Since the late 1990s, the prescription of opioid medications has increased as a consequence of extensive misuse of opioids; however, the highly addictive nature of opioids has been overlooked. In 2017, the United States Department of Health and Human Services declared the opioid crisis an emerging public health challenge. It's crucial to note that opium serves as the primary constituent of opioids. Moving beyond the immediate risks associated with opium misuse, which include withdrawal syndrome and acute side effects, recent long-term health studies have uncovered a potential link between opium use, the fundamental ingredient of opioids, and an elevated cancer risk (Kamangar et al., 2014, Sheikh et al., 2020, Sheikh et al., 2020). The International Agency for Research on Cancer (IARC) affirmed that opium is carcinogenic to humans (Group 1) for urinary bladder, laryngeal, and lung cancers (Warnakulasuriya et al., 2020). limited available data for other subsites of head and neck cancer (HNC), including the lip, oral cavity, and pharynx, poses a challenge for researchers to establish a consensus on the association between opium use and HNC subsites (Alizadeh et al., 2020, Bakhshaee et al., 2017, Nalliah et al., 2018, Razmpa et al., 2014, Saedi et al., 2012, Sheikh et al., 2020).
Opium is extracted and dried from the opium poppy (Papaver somniferum) plant, comes in various forms, with raw opium being the most common. However, refined opium and dross are also utilized. The most common opioid drug that is intravenously abused is heroin. Other known abused opioid substances include opium, methadone, and prescription opioids. A load of alkaloids determines the carcinogenicity of opium use (Mohebbi et al., 2019); additionally, the incomplete combustion of coal used in opium evaporation exposes users to polycyclic aromatic hydrocarbons (PAHs).

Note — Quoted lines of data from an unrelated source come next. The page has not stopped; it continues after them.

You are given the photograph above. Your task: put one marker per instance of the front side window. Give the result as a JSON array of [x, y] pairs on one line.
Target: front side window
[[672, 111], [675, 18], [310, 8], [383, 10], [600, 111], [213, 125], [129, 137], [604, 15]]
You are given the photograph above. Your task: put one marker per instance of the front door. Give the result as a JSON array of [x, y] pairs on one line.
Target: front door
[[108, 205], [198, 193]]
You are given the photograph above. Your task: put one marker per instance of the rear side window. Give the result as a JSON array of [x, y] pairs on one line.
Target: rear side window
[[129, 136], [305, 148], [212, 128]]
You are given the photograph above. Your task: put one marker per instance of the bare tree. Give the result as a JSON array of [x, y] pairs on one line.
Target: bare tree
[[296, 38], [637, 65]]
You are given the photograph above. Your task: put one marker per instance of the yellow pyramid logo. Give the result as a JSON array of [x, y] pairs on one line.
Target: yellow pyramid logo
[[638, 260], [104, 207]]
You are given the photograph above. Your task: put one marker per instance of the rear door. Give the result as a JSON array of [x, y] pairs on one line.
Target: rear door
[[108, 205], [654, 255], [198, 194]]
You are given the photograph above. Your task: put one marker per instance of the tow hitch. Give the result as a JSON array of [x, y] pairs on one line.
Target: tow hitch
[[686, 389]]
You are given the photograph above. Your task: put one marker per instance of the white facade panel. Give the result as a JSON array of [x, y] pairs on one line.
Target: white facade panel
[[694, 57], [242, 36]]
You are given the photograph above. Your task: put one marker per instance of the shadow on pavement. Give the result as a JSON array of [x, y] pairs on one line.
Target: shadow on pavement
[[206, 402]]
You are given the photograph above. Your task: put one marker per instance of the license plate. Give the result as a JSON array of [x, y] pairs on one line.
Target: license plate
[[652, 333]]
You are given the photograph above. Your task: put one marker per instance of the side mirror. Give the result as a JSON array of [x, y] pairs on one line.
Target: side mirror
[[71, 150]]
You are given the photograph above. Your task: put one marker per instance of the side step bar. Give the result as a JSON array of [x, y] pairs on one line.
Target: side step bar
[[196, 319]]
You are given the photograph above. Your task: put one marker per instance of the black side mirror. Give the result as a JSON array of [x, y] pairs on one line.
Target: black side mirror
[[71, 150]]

PAH's metabolites can produce DNA adducts, leading to DNA mutations, alteration of gene expression profiles, and tumorigenesis (Etemadi et al., 2020).
A possible association between opioid use and specific malignancies was previously suggested by sparse reports (Grinshpoon et al., 2011, Khoo, 1981, Mohebbi et al., 2021, Mousavi et al., 2003, Shoffel‐Havakuk et al., 2018). Recognizing the association between opium and specific malignancies is important. It can help identify high-risk populations and may also have an important role in the management of these oncologic patients since current pain control in oncologic patients often includes opioid agents (Cata et al., 2014, Cata et al., 2015).
Based on the limitations of previous studies, a comprehensive search strategy through main academic databases and gray literature was designed to gather evidence with head and neck cancer subsites (M. Filho et al., 2023, Singh et al., 2021). With consideration of the literature gaps mentioned above, the current systematic review aimed to estimate HNC among opium users with subgroup analysis considering characteristics including subsites of HNC, and opium definition.